Sharing Steve :: New Stuff
Monday, August 20, 2007

Bob Kerry is not a Reverend

Omaha World-Herald (Nebraska)
August 1, 2007 Wednesday
Wedding wasn't wild and crazy, and don't call Kerrey 'Rev. Bob'
NEWS; Robert Nelson; Pg. 01B

I've always been proud that my first journalism interview back in the late 1980s was with Bob Kerrey. I was a new journalism school student at the University of Nebraska-Lincoln, the former Nebraska governor was entertaining the idea of running for U.S. Senate and, amazingly, he granted me an interview.

On Tuesday, I interviewed him again. You may have read that Kerrey, who represented Nebraska in the Senate for two terms, presided this weekend at the wedding of actor-comedian Steve Martin, 61, and writer Anne Stringfield, 35.

Lorne Michaels, executive producer of "Saturday Night Live," was the best man. Tom Hanks, Diane Keaton and Carl Reiner were among the screen legends on hand.

I mean, how cool are you when Steve Martin asks you to perform his marriage ceremony?

So I called Kerrey in New York, where he now serves as president of the New School.

I first asked him why his friends are cooler than my friends.

"Because they're my wife's friends," he said.
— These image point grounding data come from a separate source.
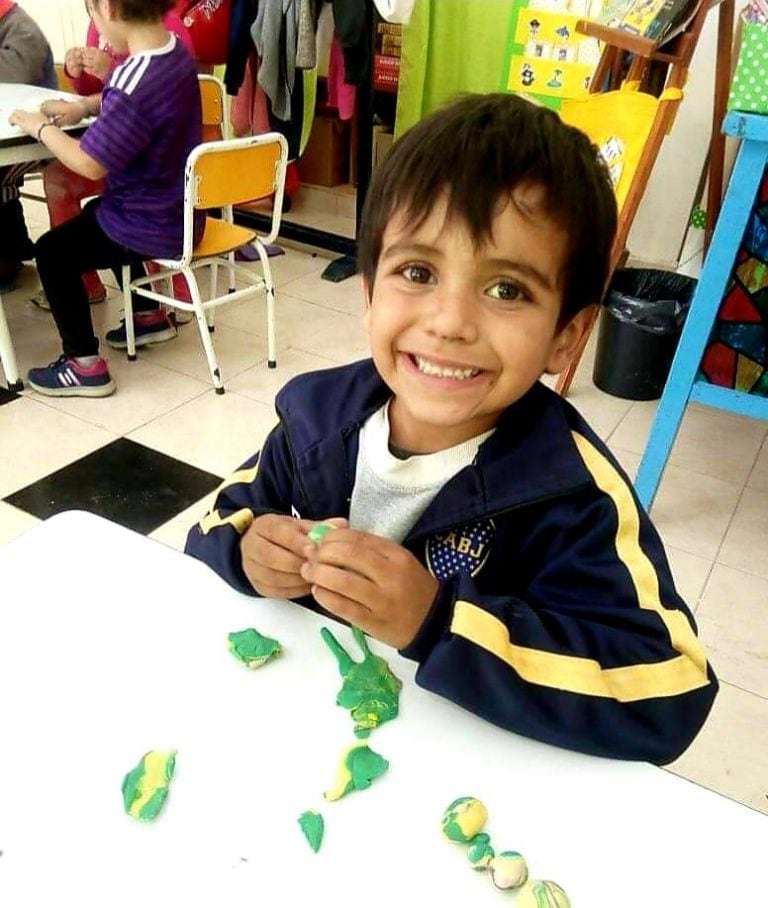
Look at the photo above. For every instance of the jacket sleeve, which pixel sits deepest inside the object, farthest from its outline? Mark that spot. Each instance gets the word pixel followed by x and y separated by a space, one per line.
pixel 590 648
pixel 262 485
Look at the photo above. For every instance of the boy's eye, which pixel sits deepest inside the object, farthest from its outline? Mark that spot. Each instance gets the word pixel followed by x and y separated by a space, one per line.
pixel 417 274
pixel 507 291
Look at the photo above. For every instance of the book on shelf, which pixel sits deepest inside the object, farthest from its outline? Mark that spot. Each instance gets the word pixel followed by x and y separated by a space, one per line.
pixel 656 20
His wife of six years, Sarah Paley, was a writer for "Saturday Night Live." Her old friends, like Martin, became the couple's new friends and, as one thing led to another, Martin, Stringfield and Paley came up with the idea for Kerrey to perform the ceremony.

"When it was first mentioned, I figured I had to go online to one of those Web sites and get ordained to be Reverend Bob," Kerrey said. "But in California, as long as you have a properly executed marriage license, somebody who isn't a minister can perform the civil ceremony."
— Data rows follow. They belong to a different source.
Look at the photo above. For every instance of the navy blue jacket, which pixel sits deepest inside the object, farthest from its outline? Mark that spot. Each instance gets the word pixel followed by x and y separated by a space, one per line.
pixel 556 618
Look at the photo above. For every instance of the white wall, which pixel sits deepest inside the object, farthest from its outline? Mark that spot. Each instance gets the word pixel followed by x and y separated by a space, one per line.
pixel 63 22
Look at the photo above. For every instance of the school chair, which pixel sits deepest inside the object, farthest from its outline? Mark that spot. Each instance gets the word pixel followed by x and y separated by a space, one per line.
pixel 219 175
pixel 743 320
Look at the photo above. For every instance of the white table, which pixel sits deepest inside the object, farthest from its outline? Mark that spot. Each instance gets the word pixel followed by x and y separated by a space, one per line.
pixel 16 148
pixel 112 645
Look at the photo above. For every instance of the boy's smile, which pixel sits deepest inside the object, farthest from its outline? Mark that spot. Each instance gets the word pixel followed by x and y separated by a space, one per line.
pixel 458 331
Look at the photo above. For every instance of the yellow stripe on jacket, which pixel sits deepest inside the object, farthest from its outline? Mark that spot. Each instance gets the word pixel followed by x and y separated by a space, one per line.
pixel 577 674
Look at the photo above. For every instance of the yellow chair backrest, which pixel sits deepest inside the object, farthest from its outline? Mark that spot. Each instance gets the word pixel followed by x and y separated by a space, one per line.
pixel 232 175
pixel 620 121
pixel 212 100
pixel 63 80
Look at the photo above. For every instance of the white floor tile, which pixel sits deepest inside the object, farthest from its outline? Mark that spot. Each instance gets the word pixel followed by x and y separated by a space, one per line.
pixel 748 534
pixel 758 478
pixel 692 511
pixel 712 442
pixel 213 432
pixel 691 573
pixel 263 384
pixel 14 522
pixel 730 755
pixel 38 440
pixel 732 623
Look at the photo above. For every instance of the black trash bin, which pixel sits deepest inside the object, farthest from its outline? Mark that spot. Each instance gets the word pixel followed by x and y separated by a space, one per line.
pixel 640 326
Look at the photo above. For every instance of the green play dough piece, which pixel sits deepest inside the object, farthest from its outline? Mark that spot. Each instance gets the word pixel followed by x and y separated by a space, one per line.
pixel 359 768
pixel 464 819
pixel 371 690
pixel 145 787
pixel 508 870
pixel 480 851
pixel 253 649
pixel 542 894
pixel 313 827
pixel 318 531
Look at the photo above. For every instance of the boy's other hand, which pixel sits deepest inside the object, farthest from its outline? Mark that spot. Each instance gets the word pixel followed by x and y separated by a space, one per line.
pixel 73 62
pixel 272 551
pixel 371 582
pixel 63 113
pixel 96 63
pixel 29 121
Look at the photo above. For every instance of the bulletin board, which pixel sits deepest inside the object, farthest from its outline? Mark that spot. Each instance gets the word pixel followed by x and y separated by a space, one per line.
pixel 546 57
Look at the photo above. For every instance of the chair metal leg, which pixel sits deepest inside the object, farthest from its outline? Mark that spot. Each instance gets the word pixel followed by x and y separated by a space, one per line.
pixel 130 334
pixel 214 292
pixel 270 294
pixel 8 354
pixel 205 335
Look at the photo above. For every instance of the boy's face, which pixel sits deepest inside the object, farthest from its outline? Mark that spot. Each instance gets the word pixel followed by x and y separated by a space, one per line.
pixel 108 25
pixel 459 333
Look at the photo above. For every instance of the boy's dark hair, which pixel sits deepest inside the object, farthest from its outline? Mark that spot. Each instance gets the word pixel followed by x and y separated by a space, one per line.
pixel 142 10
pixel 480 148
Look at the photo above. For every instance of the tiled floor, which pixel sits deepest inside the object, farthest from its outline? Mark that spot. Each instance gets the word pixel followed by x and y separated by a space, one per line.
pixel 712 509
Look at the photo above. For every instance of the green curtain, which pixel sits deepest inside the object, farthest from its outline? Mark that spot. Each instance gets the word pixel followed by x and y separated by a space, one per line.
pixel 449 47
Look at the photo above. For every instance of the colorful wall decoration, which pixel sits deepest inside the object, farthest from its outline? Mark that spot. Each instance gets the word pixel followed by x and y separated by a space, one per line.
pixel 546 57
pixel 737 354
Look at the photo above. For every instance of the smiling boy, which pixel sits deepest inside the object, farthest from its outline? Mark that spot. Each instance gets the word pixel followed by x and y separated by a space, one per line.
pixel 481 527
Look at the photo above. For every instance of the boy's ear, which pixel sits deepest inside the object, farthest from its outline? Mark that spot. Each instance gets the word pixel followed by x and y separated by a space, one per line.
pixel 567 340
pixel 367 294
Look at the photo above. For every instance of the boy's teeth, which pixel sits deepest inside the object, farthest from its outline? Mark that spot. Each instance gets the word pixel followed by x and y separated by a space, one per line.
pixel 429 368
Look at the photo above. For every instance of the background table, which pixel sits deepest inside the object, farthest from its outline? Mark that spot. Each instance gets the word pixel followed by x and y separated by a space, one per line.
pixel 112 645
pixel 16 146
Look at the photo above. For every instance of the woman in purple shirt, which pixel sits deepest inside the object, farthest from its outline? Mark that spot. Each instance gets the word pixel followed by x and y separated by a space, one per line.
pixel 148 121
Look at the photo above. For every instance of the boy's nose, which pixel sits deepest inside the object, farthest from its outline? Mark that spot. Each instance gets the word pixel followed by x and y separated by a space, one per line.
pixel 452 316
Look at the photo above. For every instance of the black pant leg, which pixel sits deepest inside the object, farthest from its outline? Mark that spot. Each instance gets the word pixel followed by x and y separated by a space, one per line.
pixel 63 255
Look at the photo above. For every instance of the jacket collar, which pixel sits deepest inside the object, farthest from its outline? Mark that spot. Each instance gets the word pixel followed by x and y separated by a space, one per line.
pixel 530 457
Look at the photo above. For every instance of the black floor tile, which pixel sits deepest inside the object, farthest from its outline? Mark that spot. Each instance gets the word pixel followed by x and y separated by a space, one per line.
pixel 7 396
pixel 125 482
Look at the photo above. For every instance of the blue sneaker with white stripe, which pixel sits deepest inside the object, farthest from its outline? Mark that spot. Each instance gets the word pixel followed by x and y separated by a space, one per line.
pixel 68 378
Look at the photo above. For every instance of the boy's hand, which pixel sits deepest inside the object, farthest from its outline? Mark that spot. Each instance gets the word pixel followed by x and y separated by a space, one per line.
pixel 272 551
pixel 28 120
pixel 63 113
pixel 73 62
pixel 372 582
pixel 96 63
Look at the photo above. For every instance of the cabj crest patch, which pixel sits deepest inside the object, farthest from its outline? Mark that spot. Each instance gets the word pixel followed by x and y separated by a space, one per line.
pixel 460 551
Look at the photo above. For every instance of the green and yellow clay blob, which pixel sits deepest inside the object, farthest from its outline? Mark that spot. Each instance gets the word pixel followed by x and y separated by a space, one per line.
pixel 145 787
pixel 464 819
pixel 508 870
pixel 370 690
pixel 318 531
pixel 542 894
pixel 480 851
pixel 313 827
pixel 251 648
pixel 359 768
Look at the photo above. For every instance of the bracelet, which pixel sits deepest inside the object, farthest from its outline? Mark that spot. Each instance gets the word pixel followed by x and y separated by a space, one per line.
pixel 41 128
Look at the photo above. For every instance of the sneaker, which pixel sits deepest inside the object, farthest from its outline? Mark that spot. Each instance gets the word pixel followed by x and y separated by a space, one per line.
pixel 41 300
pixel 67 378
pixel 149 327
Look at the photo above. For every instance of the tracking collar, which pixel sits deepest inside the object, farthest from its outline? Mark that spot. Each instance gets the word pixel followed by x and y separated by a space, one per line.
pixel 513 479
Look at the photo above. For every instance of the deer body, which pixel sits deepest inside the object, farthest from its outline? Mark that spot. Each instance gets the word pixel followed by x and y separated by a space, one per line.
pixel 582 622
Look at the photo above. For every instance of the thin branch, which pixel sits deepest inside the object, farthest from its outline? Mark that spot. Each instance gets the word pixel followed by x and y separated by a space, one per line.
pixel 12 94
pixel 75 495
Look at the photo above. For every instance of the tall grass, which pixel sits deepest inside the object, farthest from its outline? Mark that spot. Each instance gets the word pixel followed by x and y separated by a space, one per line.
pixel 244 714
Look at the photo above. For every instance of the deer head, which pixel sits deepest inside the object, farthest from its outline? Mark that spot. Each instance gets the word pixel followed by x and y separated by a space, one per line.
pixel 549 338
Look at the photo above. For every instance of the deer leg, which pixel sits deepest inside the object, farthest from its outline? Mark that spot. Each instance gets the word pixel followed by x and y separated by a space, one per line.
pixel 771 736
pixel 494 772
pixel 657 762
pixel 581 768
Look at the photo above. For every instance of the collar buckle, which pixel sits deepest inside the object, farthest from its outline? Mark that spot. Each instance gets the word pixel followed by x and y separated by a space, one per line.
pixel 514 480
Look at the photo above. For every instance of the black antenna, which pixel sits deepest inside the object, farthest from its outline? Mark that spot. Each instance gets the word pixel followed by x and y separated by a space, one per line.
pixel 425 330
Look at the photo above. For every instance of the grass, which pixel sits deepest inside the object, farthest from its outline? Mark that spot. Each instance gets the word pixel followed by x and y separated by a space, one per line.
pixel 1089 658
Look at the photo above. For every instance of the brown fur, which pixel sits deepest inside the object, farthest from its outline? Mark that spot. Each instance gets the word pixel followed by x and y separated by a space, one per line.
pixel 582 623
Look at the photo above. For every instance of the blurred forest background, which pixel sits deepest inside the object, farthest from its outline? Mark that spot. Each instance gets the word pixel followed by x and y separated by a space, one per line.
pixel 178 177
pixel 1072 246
So no, he's not Reverend Bob.

(A side note: After we talked, I filled in an online form and, in two minutes, I became Reverend Bob of the Universal Life Church).

Kerrey said Martin's wedding was "a dignified ceremony" -- no pretend arrows through the head -- because "Steve wanted it to be serious," he said. "They're just very much in love and they wanted a nice ceremony. I guess they picked me because they wanted somebody they considered serious."

As he was preparing for his first stint tying knots, Kerrey said, he received a request to officiate at a wedding of his longtime friend and legitimate pastor, the Rev. Darrel Berg.

Berg, a former Nebraskan who now lives in Washington state, presided at both of Kerrey's weddings and at the baptisms of his three children.

Berg, 86, is getting remarried in October after a divorce.

(For his part, Berg said he picked his nonpastor friend to perform the ceremony to avoid having to choose among his many friends in the clergy.)

"This will be a sweeter ceremony, I think," Kerrey said. "You can feel like life has come to an end when you lose somebody at his age. This is just a wonderful thing."

Kerrey said he doesn't plan to preside over any more weddings, but he also said he wouldn't completely rule out doing it again.

Boy, if that doesn't sound familiar.

Which, of course, segued to the big question, the same question I asked him back in the '80s:

"So, are you going to run for Senate?"

"I'm not really thinking about that right now," Kerrey said of a potential run for Sen. Chuck Hagel's seat, which he has said he would consider if Hagel decides not to seek re-election. "But I haven't said no."